Per a new report, L2 learns that out of 18 total brands benchmarked, 10 of which have flagship virtual stores on Tmall.com and eight of them use the website to sell vehicles. Notably, L2 is a US business intelligence company that tracks the digital performance of consumer brands. The L2 report mentions that high-end automakers on the platform are focused on accessible luxury despite concerns from luxury companies that Tmall.com may be too mass-market for their brand.
Aside from Maserati, all the luxury auto brands fall into the accessible category. It seems that luxury automakers are opting to use Alibaba Group's leading B2C website to sell their most mass-market models. Mercedes-Benz, for example, only sells its Smart cars on Tmall.com. L2 finds that Volvo dominates among the luxury automakers with five out of the top 10 best-selling models on Tmall.com.

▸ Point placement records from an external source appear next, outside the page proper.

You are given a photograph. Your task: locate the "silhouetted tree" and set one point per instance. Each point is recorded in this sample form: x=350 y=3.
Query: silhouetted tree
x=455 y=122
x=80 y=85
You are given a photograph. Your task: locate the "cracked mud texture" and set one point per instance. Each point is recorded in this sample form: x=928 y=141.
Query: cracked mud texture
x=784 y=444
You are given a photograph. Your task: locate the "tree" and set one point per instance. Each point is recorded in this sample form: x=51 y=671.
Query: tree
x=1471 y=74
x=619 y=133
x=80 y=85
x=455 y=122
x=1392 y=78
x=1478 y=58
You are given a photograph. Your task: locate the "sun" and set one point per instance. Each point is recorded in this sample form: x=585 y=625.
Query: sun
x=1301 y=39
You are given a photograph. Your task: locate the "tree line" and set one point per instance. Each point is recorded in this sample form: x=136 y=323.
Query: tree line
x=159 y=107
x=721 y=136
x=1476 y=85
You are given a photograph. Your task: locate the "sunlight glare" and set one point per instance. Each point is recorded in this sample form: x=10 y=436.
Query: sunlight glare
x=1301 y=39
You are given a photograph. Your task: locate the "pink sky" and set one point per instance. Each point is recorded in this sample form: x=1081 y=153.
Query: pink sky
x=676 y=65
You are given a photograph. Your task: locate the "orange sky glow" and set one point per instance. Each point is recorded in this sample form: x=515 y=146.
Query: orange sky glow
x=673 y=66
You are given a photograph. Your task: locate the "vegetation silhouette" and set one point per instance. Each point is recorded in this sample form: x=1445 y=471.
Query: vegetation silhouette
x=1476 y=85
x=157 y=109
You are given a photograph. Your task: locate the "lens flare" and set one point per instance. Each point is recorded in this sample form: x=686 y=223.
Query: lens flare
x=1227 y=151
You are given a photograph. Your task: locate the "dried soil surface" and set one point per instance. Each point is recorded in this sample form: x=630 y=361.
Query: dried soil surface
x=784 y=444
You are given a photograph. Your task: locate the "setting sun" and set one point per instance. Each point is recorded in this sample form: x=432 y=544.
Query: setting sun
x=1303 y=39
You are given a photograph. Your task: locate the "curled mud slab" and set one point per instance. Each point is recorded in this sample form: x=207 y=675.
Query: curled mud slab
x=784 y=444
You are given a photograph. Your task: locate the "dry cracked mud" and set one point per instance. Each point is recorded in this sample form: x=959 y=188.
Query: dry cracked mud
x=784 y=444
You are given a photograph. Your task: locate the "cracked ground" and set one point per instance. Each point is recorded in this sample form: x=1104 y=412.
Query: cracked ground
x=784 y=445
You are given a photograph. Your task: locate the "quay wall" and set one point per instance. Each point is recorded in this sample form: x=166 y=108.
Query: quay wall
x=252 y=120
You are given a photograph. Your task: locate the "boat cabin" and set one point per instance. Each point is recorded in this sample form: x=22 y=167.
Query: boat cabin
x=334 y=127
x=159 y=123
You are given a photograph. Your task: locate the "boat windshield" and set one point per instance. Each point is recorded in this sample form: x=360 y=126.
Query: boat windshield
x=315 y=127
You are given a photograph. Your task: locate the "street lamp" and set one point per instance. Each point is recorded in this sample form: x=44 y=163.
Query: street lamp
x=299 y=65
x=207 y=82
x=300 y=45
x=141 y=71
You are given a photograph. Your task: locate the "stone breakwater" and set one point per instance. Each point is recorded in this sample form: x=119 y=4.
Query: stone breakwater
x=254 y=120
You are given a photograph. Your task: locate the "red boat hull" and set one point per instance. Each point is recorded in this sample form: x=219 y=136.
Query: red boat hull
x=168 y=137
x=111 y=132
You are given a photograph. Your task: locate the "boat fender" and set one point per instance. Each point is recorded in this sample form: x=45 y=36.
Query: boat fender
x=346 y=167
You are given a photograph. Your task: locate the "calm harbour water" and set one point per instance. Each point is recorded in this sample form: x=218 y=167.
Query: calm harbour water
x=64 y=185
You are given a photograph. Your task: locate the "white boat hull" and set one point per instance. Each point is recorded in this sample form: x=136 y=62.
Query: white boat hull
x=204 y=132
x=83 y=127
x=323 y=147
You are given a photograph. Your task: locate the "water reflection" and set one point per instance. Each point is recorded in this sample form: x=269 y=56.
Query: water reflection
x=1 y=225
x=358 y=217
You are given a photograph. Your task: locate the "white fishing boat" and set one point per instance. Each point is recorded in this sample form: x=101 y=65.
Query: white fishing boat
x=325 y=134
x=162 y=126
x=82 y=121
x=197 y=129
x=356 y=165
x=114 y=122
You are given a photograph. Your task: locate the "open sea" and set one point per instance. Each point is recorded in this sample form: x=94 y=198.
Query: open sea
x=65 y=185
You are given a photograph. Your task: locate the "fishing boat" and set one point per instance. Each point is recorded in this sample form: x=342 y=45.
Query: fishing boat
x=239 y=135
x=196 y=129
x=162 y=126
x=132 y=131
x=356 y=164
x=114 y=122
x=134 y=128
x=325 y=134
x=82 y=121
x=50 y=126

But the percentage of luxury automakers with flagship stores on Tmall.com is still below than beauty brands that have 73 percent adoption rate. Less than one-fourth are luxury fashion labels and less than one-third are luxury watch and jewelry brands. Meanwhile, luxury automakers are willing to adopt online sales to prevent brand dilution. Maserati joined Tmall.com to reach customers in lower-tier Chinese cities where the brand isn't available at local dealerships.
As competition rises, luxury automakers "will realize dividends from forward-looking e-commerce investments," L2 researchers said in a summary of the report. "Chinese auto buyers are using digital technology at all steps in the purchase process. A majority of Chinese buyers already know what model they want before visiting a dealership, and online research is a key influence factor."
Additionally, Chinese consumers show the highest demand in the world for purchasing cars online. A survey has found 77 percent of consumers in China would be willing to buy cars digitally. China is projected to become the top market for luxury automakers by 2020 proving its brand as the world's largest car market.